A California teen “obsessed with school shootings” had “every intention” of shooting up his own high school — planning it for the 25th anniversary of the Columbine massacre, according to authorities.
Sebastian Villasenor, 18, was busted Saturday at home in Eastvale, about 45 miles east of Los Angeles — where he had access to seven rifles, two revolvers, a shotgun and more than 1,000 rounds of ammunition, according to police.
He had made threats that were “so unequivocal, unconditional, immediate and specific” that at least one of his intended targets faced “an immediate prospect of execution,” according to a charging document.

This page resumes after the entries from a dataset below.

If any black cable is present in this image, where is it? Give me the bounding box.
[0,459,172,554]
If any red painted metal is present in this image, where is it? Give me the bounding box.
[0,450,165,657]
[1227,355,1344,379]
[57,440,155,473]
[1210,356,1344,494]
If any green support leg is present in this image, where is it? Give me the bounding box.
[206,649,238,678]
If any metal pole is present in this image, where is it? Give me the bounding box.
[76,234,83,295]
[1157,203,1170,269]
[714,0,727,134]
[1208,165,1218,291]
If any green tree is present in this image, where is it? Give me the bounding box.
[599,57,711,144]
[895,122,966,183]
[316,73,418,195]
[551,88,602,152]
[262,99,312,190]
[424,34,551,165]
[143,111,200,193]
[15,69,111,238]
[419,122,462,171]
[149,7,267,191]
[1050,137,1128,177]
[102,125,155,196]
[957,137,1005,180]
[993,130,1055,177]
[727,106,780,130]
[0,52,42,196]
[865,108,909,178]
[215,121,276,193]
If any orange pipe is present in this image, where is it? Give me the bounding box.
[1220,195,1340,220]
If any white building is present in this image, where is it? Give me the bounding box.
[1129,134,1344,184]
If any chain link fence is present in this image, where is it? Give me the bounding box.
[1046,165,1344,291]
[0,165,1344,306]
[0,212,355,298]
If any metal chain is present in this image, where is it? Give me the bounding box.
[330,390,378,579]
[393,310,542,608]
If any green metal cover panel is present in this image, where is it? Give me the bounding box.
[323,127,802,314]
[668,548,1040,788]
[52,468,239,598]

“What we discovered through the course of our investigation revealed that Villasenor had every intention of carrying out a school shooting at the Ontario Christian High School,” Ontario Police Chief Michael Lorenz said Wednesday.

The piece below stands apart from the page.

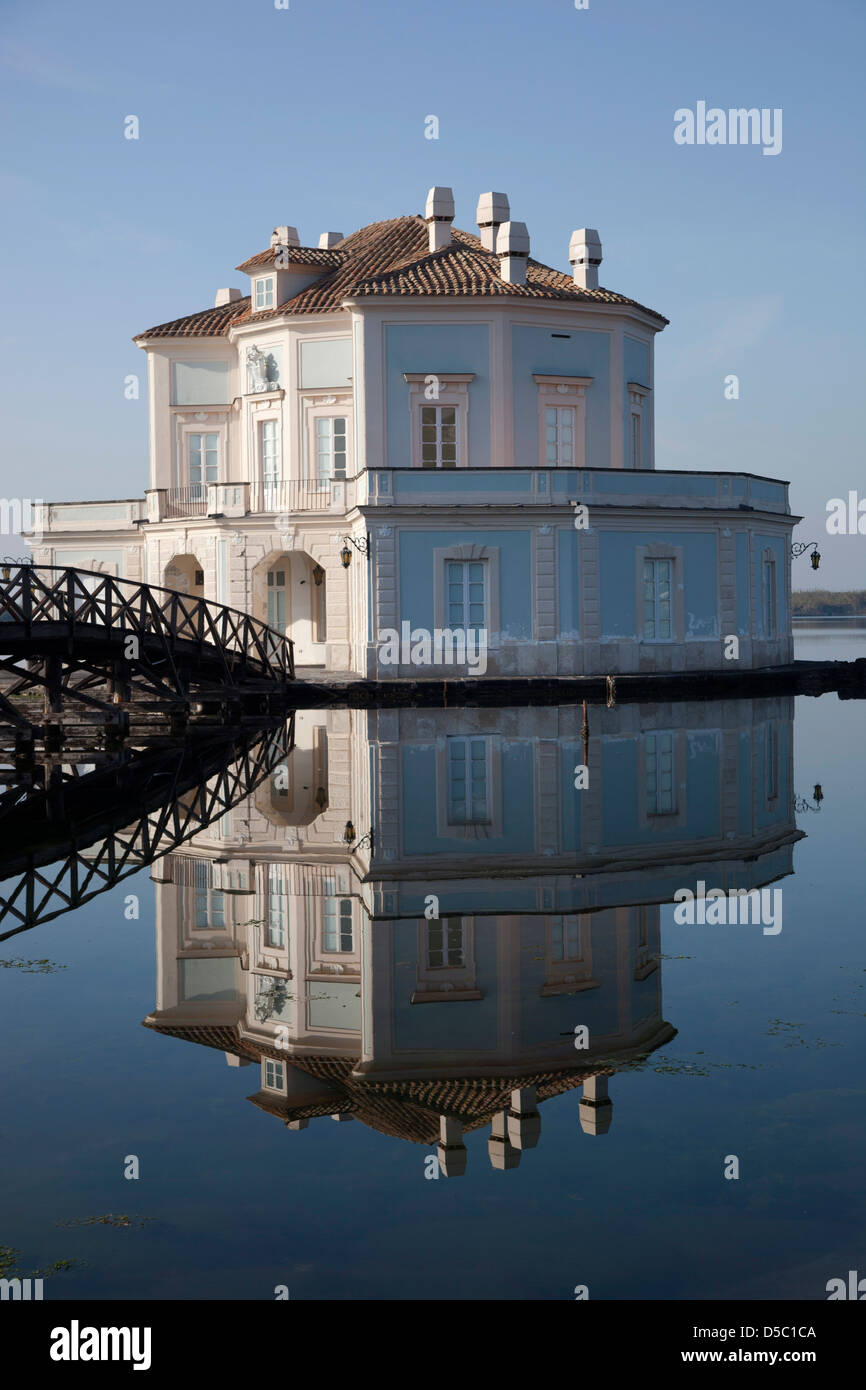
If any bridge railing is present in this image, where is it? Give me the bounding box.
[0,564,295,681]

“We learned Villasenor was obsessed with school shootings and police response times,” Lorenz added.
“He researched tactical supplies and was in the process of choosing a specific date to carry out the school shooting,” he said.

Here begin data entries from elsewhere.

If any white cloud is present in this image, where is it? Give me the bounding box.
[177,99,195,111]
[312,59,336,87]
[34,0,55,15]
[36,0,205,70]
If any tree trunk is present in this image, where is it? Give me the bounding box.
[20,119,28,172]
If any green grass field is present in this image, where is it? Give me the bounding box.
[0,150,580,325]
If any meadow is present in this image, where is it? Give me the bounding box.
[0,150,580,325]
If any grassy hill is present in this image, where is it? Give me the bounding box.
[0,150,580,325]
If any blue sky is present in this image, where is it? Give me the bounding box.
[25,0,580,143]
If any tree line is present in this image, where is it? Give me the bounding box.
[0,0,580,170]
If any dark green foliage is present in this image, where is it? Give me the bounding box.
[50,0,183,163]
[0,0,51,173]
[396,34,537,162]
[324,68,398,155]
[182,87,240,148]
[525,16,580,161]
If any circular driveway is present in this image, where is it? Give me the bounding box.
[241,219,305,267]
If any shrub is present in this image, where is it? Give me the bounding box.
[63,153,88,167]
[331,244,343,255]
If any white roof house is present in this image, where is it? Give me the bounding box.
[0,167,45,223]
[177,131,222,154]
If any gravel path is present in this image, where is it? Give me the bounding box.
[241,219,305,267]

That appeared to have been around April 20, the 25th anniversary of the 1999 Columbine High School shooting in Colorado that left 15 people dead, including the two teenage gunmen, the chief said.
Villasenor, who had not been in trouble with the law before, was arrested after a classmate reported he “had been showing signs of being fixated on school shootings and had access to weapons,” the chief said.
He was charged Wednesday with five counts of attempted murder and one count of attempting to make criminal threats, the San Bernardino County District Attorney’s Office said in a statement.
Charging documents listed the threats as being against at least five unidentified people, all but one of them girls.
Although he didn’t have a written “hit list” or a “manifesto,” police believe that Villasenor was focusing on five specific Ontario students as intended victims and “contemplated” a sixth one, based on interviews about his social interactions with the students, the chief said.
The charging documents listed five Jane Does and one John Doe, suggesting the threats were mostly made against girls.
Lorenz said investigators determined that Villasenor was not “bullied or harassed” but had a hard time “forming relationships with other students and in his social interactions.”
The police chief hailed the unidentified student who raised the alarm about Villasenor as a “hero.”
“That student saved lives, spared families from losing their children and a community from being devastated from a senseless act of violence,” Lorenz said.
Ontario Christian High School Principal Ben Dykhouse said he was grateful to God, the police and to the student “who was brave enough to say something when they saw something that was off.”
It was not immediately clear if the teen had an attorney representing him.